¿Qué cambios, ya sean en servicios, coordinación o infraestructuras, serían clave para que proyectos como este puedan consolidarse y crecer?
Desde nuestro punto de vista, hay tres líneas claras. La primera, seguir mejorando la fiabilidad y la flexibilidad del servicio ferroviario, adaptándolo cada vez más a lo que necesita el cliente logístico.
La segunda, avanzar en la coordinación entre todos los actores implicados —operadores, terminales, cargadores— para que todo funcione de forma más ágil.
Y la tercera, contar con infraestructuras y terminales más capilares, que acerquen el tren al cliente final y ayuden a optimizar la primera y última milla.
Además, la digitalización y la visibilidad de la cadena ferroviaria también van a ser claves para dar ese salto.
Para cerrar, de cara al futuro, ¿creéis que el mercado avanza hacia un modelo más favorable para el ferrocarril en España o siguen existiendo barreras que tardarán en superarse?

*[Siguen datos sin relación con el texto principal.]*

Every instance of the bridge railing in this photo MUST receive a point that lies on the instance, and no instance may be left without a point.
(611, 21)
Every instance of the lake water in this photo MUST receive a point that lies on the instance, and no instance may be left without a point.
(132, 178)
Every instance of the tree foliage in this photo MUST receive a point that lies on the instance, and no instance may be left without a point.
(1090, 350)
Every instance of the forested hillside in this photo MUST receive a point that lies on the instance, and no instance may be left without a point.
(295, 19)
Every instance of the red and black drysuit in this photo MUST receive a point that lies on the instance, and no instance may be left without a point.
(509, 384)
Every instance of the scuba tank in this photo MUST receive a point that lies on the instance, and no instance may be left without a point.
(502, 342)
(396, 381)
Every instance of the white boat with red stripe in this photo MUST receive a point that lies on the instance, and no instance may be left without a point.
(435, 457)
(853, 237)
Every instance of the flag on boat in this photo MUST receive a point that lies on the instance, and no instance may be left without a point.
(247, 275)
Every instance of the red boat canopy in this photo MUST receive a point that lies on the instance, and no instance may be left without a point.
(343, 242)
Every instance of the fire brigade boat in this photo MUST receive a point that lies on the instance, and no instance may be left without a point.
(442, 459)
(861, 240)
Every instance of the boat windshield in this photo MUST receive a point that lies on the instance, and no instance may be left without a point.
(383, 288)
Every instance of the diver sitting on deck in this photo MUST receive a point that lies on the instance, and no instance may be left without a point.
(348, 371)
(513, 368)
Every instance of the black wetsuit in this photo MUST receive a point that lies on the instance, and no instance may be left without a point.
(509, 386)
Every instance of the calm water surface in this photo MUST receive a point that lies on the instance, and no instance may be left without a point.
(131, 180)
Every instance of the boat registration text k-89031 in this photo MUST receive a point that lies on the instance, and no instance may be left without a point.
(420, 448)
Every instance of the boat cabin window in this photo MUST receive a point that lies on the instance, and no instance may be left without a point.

Creemos que el mercado va en la buena dirección. Hay una apuesta cada vez más clara por la sostenibilidad —que en nuestro caso forma parte de los objetivos de Mahou San Miguel como compañía— y también por la optimización de costes a largo plazo.
Aun así, todavía hay retos importantes, sobre todo en flexibilidad, capilaridad y competitividad frente a la carretera en algunos escenarios.
Nuestra visión es que el ferrocarril va a ir ganando peso poco a poco, pero dentro de un modelo claramente intermodal: no como sustituto único, sino como una pieza más dentro de una solución logística integrada.